Pet Sematary

Dir: Mary Lambert
Star: Dale Midkiff, Fred Gwynne, Denise Crosby, Miko Hughes

No matter how many time I try, I can never spell - or, rather, mis-spell - "Semetary" quite right. I always want to put too many e's in there for some reason. This seems like quite a shameless rip-off of classic horror story, The Monkey's Paw. Both share the common theme of magical resurrections, where the people returning from the grave are not the same as they were before they died. Here, it's the Creed family, who move into a New England house by a busy road. When the daughter's cat dies, friendly neighbour Jud (Gwynne) lets dad Louis (Midkiff) in on a local secret: there's an ancient Indian burial ground - isn't there always - with the capability to bring the dead back to life. The cat duly comes back, although is a little more... bitey, shall we say. Naturally, this warning sign is completely ignored, when Louis's son, Gage (Hughes) is hit by a truck and killed. Louis digs up the body and heads off to the burial ground. What could possibly go wrong? Yeah, it pretty much does, Gage coming back as something closer to Chucky with a headache than the cute, adorable son they buried. He may be only three feet tall, but he can still bite your ankles. Or sever your Achilles' tendon with one of Daddy's scalpels.

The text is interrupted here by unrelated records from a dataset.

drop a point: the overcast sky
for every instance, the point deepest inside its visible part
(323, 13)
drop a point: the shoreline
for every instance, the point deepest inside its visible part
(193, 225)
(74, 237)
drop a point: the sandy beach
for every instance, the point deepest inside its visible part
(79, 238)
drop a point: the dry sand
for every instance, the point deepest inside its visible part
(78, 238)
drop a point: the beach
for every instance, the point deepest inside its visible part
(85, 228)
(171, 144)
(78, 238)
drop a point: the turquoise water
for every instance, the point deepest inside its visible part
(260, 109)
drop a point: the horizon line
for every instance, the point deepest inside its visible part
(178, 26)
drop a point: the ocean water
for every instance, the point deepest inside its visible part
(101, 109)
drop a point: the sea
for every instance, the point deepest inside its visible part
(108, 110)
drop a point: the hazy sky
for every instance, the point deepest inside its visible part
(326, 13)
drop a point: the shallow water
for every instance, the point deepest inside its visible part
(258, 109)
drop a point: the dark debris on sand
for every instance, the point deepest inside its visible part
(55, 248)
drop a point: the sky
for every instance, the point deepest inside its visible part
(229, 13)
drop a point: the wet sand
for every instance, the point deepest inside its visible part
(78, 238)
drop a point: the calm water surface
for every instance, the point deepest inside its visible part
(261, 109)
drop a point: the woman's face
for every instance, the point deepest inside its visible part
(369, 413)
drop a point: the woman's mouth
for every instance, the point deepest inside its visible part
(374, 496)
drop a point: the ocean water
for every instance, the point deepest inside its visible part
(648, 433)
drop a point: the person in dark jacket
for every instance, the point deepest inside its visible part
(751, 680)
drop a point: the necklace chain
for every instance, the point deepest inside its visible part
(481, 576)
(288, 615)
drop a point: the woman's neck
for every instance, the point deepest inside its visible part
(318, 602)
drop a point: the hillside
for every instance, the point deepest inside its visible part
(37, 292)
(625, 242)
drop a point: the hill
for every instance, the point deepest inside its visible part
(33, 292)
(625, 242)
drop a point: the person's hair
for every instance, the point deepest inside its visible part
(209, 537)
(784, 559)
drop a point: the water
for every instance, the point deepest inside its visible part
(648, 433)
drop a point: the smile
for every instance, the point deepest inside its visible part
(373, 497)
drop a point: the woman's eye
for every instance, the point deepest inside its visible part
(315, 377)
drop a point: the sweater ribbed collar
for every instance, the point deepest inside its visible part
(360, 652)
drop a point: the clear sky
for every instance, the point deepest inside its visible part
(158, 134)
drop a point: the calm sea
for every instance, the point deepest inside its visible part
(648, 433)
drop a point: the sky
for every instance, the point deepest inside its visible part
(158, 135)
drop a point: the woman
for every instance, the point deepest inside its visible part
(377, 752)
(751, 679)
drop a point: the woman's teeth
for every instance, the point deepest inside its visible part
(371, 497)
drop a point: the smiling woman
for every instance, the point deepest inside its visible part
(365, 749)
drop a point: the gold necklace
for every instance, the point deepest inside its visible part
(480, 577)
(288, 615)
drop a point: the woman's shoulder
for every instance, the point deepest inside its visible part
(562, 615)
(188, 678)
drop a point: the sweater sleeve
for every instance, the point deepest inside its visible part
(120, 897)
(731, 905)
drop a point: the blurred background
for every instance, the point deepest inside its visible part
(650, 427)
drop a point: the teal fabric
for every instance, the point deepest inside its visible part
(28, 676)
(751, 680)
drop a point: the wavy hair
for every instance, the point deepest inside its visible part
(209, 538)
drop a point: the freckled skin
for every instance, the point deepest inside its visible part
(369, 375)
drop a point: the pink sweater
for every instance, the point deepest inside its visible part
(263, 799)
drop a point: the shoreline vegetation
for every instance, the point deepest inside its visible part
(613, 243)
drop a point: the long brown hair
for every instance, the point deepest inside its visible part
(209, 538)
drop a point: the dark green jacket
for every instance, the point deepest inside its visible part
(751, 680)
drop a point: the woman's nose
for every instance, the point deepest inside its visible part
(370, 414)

If thoroughly derivative, you have to admire the gusto with which this goes after its subject matter, not just killing off a kid, but then bringing them back as a villain. [Chris was pregnant with Robert when she read the book, and had to give up on it, because she found it too upsetting. She wrote a sternly-worded letter of complaint to Stephen King, who did actually reply and apologize!] The motivations are a little too murky here, with it never being quite clear why Jed would tell Louis about the burial ground, knowing full-well its' issues, and the same goes for Louis's repeated trips to it - at after how many failures does it start being a bad idea? Apparently, the book does a better job of covering this, and neither Midkiff nor Crosby (she left Star Trek for this?) are memorable, both being convincingly out-acted by Hughes. Gwynne, too, does a good job of capturing the EC Comics feel, which I think likely comes closest to King's aim. Taken on that basis, it's a fun enough ride, especially in the final reel, just not one of the more memorable adaptations of his work.